ETIENNE : l’amélioration est constante dans le sens où l’on apprend beaucoup de la pratique et des « erreurs » que l’on fait. Pour ma part, cette installation progressive me laisse le temps d’apprendre, d’observer et de faire évoluer le projet. Au fur et à mesure du temps, le jardin se développe, les graines apprennent à être plus fortes et j’apprends à évoluer et à comprendre la nature, les besoins des personnes qui me demandent des légumes et moi-même. Dans cette dynamique d’évolution constante tout reste à améliorer et à consolider mais je suis certain que si je mets une énergie qui vient du cœur, l’abondance sera là, les belles surprises, les belles rencontres comme l’a été celle avec Roch’nature et l’avancée du projet me le confirme.

Merci du fond du cœur à l’association Roch’nature…

ROCH’NATURE : merci aussi à toi, Etienne! Nous constatons que tu travailles en réseau avec de nombreux partenaires et que ton projet comporte de multiples dimensions, éducatives, expérimentales, sociales. Nous te souhaitons une belle réussite et attendons tes légumes de 2016 avec impatience. Tu peux compter sur nous pour défendre les terres agricoles dans le vallon de Rochecardon et les Monts d’Or !

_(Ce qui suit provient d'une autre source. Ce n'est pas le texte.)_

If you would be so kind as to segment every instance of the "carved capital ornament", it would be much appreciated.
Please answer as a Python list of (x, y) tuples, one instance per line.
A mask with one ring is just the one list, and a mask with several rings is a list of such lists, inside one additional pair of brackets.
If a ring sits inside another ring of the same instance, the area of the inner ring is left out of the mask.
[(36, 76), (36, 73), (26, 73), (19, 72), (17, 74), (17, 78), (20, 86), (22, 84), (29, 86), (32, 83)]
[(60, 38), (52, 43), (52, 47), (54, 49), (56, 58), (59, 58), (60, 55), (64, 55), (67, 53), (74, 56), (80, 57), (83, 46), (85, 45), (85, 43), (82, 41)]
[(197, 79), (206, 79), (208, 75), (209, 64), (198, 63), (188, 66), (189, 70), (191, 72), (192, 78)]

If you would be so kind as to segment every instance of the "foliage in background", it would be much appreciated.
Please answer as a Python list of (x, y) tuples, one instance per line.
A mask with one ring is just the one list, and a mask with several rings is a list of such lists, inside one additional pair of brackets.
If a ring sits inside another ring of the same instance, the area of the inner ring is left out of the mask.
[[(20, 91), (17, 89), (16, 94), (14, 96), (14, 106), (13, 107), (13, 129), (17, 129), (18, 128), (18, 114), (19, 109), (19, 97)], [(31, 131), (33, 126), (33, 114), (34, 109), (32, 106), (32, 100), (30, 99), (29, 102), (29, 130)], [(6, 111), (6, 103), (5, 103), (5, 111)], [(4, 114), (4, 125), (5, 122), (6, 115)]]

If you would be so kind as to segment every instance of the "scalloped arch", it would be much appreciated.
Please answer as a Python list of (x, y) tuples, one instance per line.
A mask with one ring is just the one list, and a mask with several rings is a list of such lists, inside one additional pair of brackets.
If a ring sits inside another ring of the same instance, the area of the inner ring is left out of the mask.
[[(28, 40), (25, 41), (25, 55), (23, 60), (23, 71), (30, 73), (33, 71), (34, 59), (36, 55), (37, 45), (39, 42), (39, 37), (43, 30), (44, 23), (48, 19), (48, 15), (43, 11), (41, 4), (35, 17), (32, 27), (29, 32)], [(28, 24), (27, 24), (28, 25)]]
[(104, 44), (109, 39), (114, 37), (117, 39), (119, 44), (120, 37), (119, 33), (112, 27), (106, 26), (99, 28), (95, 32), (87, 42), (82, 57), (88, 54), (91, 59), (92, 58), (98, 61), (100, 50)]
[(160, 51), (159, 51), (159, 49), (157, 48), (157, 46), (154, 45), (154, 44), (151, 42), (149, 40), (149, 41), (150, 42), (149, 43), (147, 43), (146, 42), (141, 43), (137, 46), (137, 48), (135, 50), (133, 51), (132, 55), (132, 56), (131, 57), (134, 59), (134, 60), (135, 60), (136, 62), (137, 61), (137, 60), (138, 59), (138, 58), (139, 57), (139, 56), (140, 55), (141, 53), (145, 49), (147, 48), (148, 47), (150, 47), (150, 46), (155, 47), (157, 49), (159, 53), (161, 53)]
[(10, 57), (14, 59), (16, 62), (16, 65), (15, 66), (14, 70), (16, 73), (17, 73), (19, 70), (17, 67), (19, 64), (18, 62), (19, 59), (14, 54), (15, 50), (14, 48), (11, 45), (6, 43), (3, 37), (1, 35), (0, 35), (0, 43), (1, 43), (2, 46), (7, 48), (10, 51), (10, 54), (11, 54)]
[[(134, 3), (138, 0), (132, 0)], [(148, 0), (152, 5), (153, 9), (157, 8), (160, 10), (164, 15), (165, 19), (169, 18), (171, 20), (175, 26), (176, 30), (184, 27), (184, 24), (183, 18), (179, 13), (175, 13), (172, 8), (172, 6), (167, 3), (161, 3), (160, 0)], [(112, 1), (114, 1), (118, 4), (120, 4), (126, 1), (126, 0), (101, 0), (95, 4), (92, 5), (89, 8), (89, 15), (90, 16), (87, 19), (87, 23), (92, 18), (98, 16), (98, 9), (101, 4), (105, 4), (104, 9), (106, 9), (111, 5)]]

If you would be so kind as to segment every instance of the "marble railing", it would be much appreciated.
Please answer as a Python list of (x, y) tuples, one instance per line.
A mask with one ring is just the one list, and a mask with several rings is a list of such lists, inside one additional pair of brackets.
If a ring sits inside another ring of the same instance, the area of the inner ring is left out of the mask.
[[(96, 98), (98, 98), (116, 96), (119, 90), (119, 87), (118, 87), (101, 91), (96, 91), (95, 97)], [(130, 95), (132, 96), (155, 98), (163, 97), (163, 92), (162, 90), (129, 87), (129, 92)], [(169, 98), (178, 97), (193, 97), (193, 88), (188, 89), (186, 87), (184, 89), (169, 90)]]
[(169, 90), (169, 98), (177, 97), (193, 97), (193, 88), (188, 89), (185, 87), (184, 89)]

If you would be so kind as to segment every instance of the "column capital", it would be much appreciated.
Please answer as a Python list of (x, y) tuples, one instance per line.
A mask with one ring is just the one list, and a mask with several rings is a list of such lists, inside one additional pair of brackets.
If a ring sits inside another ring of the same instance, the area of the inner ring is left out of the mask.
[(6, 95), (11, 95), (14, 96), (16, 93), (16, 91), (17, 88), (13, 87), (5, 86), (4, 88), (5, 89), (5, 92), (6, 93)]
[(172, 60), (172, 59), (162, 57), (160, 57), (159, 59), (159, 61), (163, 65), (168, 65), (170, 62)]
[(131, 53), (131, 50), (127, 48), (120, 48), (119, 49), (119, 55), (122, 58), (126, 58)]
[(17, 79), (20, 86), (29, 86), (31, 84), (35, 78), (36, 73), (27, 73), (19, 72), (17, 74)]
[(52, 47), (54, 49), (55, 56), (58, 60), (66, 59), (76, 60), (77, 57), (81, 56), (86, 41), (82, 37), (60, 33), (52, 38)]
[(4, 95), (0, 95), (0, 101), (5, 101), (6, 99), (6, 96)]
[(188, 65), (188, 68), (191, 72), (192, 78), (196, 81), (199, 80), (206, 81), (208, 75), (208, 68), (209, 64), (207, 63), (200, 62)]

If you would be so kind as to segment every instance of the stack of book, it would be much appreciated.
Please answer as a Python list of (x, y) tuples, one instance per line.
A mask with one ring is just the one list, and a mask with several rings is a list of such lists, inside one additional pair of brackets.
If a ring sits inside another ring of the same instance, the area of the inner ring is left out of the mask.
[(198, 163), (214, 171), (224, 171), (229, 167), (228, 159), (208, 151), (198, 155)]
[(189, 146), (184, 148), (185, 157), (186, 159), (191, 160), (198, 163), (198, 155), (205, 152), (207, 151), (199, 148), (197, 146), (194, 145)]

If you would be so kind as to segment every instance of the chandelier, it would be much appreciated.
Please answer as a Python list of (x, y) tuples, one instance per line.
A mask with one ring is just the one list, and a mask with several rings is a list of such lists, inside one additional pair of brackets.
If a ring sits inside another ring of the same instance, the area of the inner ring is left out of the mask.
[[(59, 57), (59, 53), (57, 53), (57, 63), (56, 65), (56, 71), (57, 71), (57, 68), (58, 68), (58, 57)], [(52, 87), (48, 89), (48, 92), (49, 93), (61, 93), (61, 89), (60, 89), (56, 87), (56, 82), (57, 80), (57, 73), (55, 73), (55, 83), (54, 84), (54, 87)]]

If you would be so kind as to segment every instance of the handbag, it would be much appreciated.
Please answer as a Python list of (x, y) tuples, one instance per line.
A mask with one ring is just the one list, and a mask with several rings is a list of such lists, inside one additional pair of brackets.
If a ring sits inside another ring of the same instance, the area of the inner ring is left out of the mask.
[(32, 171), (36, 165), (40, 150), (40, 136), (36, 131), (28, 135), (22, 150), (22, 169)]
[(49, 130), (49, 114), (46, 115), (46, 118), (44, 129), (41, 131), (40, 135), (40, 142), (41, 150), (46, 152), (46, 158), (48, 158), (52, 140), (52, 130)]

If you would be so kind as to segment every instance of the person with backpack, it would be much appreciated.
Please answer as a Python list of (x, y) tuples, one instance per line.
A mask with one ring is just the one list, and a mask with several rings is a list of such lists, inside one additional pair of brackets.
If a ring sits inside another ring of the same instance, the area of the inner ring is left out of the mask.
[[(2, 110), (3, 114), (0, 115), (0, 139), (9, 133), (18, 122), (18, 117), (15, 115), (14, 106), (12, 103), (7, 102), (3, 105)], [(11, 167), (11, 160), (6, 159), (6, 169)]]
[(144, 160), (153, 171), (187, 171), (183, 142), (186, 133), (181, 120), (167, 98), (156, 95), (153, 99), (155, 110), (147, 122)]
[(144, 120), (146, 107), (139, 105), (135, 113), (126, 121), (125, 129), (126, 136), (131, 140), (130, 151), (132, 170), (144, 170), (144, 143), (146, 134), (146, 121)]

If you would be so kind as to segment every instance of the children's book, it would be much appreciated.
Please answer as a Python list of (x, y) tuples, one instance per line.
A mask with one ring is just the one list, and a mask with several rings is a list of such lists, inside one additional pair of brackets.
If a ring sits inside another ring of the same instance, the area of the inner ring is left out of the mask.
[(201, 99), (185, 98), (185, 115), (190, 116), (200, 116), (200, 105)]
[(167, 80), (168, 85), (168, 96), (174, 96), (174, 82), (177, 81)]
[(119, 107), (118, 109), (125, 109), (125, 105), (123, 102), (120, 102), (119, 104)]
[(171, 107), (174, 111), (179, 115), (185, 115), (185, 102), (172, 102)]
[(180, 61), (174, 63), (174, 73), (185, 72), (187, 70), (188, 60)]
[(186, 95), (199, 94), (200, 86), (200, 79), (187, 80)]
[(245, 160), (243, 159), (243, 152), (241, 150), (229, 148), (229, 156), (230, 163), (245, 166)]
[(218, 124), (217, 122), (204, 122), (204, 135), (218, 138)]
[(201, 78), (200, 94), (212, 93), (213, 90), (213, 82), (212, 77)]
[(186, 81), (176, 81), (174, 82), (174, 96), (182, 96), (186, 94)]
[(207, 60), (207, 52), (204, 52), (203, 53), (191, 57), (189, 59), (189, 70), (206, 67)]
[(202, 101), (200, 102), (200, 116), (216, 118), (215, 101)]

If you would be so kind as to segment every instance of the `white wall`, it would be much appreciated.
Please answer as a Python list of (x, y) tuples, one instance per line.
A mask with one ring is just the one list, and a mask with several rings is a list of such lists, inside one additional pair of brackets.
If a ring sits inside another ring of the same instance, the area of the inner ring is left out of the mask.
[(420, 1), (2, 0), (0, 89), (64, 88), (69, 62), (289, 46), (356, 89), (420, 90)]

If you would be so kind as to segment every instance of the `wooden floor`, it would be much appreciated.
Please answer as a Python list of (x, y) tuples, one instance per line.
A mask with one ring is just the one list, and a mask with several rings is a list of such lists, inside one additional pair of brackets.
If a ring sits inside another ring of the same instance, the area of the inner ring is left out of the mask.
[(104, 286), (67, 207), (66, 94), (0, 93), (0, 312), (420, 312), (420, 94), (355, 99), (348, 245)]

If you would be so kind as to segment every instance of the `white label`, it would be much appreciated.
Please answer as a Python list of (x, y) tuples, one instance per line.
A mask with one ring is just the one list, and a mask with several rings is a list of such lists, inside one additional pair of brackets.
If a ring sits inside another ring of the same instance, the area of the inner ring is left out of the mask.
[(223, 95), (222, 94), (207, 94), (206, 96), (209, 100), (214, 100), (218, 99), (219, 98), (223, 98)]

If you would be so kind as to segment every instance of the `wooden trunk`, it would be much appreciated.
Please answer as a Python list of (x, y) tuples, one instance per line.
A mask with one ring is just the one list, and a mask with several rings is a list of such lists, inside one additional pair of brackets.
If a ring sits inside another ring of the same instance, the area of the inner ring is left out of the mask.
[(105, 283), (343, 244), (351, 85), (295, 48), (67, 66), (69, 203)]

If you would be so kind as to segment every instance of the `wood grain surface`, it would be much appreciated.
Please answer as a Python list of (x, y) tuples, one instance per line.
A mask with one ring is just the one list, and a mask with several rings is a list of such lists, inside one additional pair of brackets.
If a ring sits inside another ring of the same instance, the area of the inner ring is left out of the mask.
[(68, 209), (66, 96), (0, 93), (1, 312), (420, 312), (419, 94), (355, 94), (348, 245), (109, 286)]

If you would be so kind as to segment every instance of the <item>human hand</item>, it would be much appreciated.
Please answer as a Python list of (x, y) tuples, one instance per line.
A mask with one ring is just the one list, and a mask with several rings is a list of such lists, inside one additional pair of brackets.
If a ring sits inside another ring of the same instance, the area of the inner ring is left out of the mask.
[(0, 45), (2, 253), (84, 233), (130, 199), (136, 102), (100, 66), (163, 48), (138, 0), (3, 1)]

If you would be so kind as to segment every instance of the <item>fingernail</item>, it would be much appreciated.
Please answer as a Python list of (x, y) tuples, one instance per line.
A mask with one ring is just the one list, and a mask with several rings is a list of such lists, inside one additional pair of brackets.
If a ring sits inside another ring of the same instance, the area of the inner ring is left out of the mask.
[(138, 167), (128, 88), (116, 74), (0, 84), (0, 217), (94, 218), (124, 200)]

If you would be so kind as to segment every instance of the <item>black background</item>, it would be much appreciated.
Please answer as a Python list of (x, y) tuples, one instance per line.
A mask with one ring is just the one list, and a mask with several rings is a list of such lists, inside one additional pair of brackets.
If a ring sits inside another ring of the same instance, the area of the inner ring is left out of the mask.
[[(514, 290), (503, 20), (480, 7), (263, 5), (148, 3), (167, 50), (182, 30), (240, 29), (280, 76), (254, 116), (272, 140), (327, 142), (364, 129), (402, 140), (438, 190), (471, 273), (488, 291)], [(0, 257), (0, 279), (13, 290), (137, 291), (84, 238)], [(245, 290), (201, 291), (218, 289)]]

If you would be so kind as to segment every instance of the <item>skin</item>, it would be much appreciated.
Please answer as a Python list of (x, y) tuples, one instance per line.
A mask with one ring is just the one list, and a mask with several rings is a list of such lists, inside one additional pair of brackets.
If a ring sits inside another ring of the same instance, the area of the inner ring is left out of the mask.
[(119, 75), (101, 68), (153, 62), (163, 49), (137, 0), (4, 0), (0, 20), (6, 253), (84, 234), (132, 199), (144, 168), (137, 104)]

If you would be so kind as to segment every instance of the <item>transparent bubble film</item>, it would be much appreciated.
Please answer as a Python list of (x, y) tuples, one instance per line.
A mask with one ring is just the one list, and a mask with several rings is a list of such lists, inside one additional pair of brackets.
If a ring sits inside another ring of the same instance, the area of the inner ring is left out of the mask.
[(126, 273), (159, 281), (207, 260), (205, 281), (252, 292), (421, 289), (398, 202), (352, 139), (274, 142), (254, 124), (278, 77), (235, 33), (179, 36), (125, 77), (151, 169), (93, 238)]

Propos recueillis par Claude MILLET, secrétaire de Roch’nature

(¹) Le terrain de Fromente se situe à proximité du Collège privé Chevreul-Fromente ;  Etienne est actuellement en location avec l’association qui gère l’établissement . Ce terrain fait environ 2 ha…
(²) CRBA : Centre de Ressources de Botanique Appliquée basé au Parc de la Croix Laval à Marcy l’Etoile (69)
(³) PSADER PENAP: association de Projet Stratégique Agricole et de Développement Durable et de Protection des Espaces Naturels et Agricoles Périurbains dans l’agglomération lyonnaise .  Objectif : protéger les espaces non bâtis tout en soutenant les projets agricoles et de développement rural.